Friday, March 13, 2009

Owyhee wilderness will have to wait for now

Legislation would protect 517,000 acres in southwest Idaho canyonlands

Express Staff Writer

Wilderness designation for Idaho's Owyhee Canyonlands will have to wait.

On Wednesday, the U.S. House of Representatives rejected an effort to bypass committees and send a large package of lands bills to the full House without the possibility of amendment. The bill includes Idaho Sen. Mike Crapo's Owyhee Canyonlands wilderness bill. Nationwide, it would designate more than 2 million acres as new wilderness areas.

The House rejected the move to fast track the Omnibus Public Land Management Act of 2009 by a 282-to-144 vote, just two votes shy of the required two-thirds majority.

The bill, which has already been approved in the U.S. Senate, contains more than 150 land-management measures.
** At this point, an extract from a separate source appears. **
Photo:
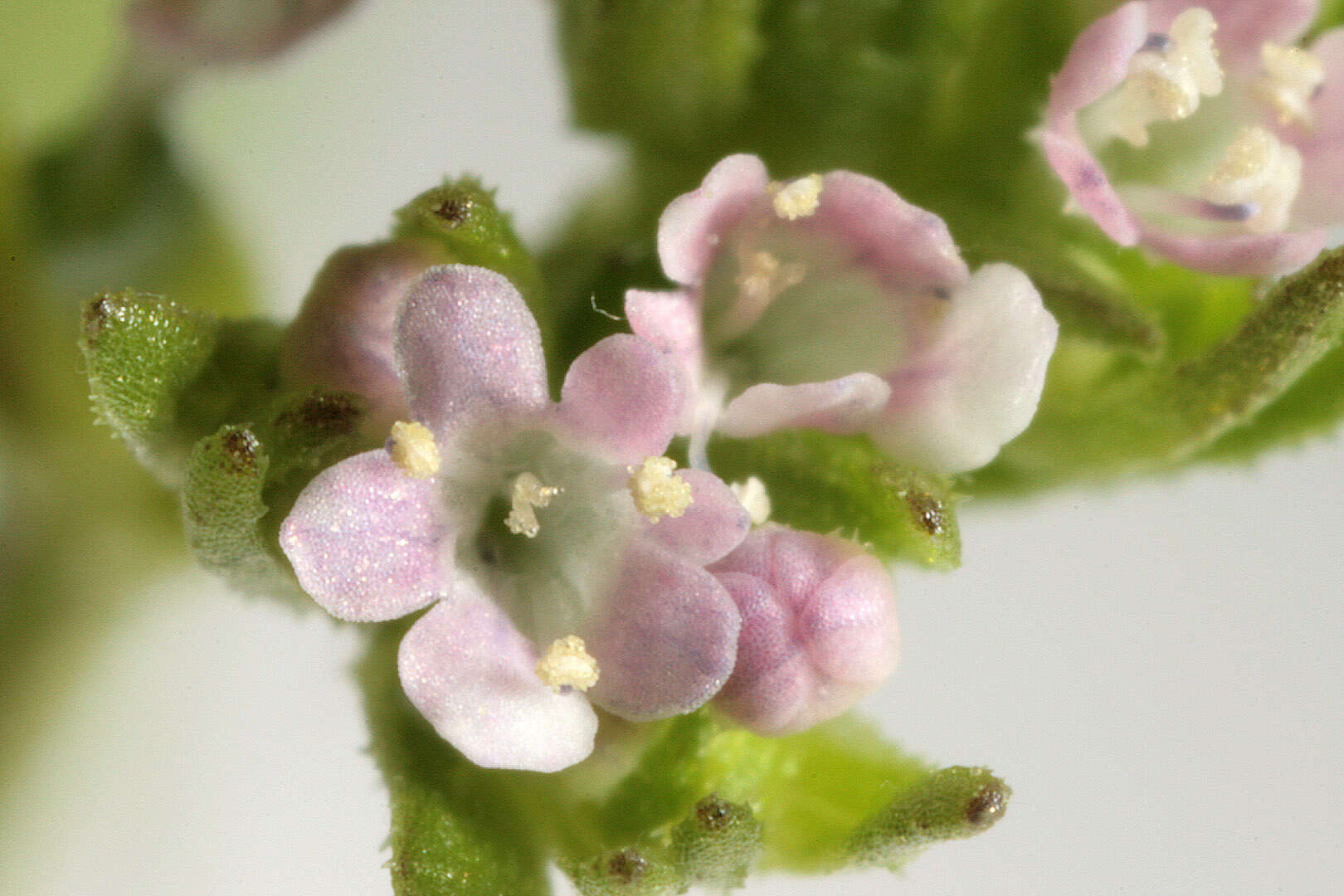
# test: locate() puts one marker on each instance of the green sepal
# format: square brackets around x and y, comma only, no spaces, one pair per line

Crapo's bill would protect 517,000 acres of high-desert uplands and steep-sided canyons in six wilderness areas—ranging in size from the 12,468-acre Pole Creek Wilderness to the 269,016-acre Owyhee River Wilderness—in Idaho's remote southwest corner.

It would also protect 316 miles of rivers in the Owyhee, Bruneau and Jarbidge river systems under Wild and Scenic designations and release nearly 200,000 acres of wilderness study areas to multiple use.
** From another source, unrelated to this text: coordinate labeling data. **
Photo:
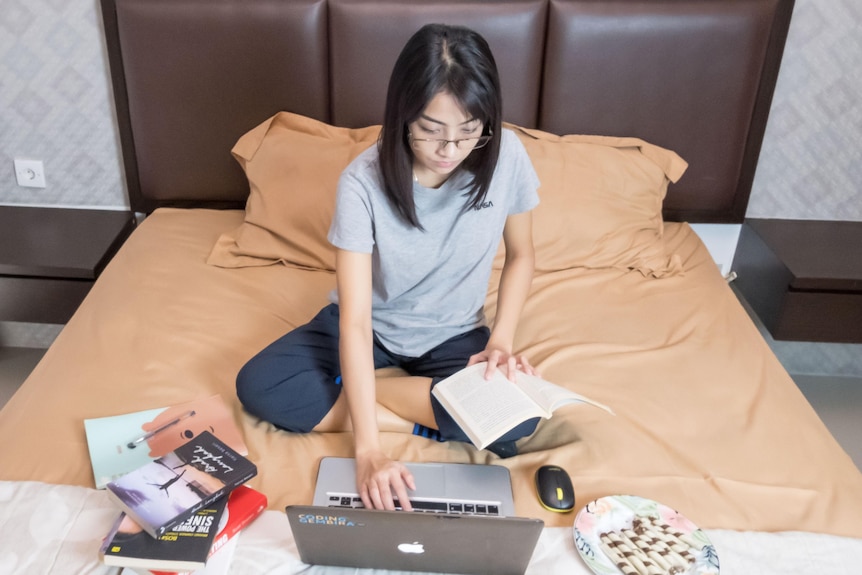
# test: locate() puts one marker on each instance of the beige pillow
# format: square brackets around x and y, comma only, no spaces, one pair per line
[292,164]
[600,202]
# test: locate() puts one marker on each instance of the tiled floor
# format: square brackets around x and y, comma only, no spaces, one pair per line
[838,400]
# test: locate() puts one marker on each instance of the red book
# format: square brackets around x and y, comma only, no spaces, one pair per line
[243,506]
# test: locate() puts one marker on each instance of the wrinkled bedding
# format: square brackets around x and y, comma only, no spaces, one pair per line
[53,530]
[706,419]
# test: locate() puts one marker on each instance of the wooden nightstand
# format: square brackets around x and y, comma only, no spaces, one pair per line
[50,258]
[803,278]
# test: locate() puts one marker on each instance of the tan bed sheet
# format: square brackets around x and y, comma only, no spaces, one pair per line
[707,421]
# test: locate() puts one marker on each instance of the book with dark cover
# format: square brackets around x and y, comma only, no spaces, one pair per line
[244,505]
[185,548]
[164,492]
[157,556]
[121,443]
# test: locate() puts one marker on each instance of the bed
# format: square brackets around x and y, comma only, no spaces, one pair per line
[641,117]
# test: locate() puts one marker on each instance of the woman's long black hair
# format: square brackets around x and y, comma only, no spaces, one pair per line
[439,58]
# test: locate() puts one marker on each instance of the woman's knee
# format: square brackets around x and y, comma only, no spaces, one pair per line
[295,400]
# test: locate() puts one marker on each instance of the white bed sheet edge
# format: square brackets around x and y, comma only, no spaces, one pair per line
[57,529]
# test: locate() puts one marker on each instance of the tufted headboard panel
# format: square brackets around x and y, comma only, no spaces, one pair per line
[191,76]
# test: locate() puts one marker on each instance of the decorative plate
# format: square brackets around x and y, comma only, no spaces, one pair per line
[636,536]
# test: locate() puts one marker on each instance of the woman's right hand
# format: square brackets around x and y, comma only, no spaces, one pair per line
[380,479]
Craig Gehrke, Idaho regional director of the Wilderness Society in Boise, a key supporter, said the vote doesn't mean the bill is dead.

"We're going to figure out another strategy to get it passed in the House," he said.

Gehrke said the House approved a key amendment to the bill that they had hoped would convince more conservative members to vote for the legislation. The amendment was an effort to soothe fears of gun rights advocates who claim the land bills may harm the rights of gun owners to hunt and fish on the lands included in the Omnibus bill.

According to Gehrke, the amendment states that nothing in the bill will restrict the rights to hunt and fish on the impacted lands, because "that's a state issue."

He said the bill's immediate future is unclear, but that House supporters and conservationists will find a way to move it along.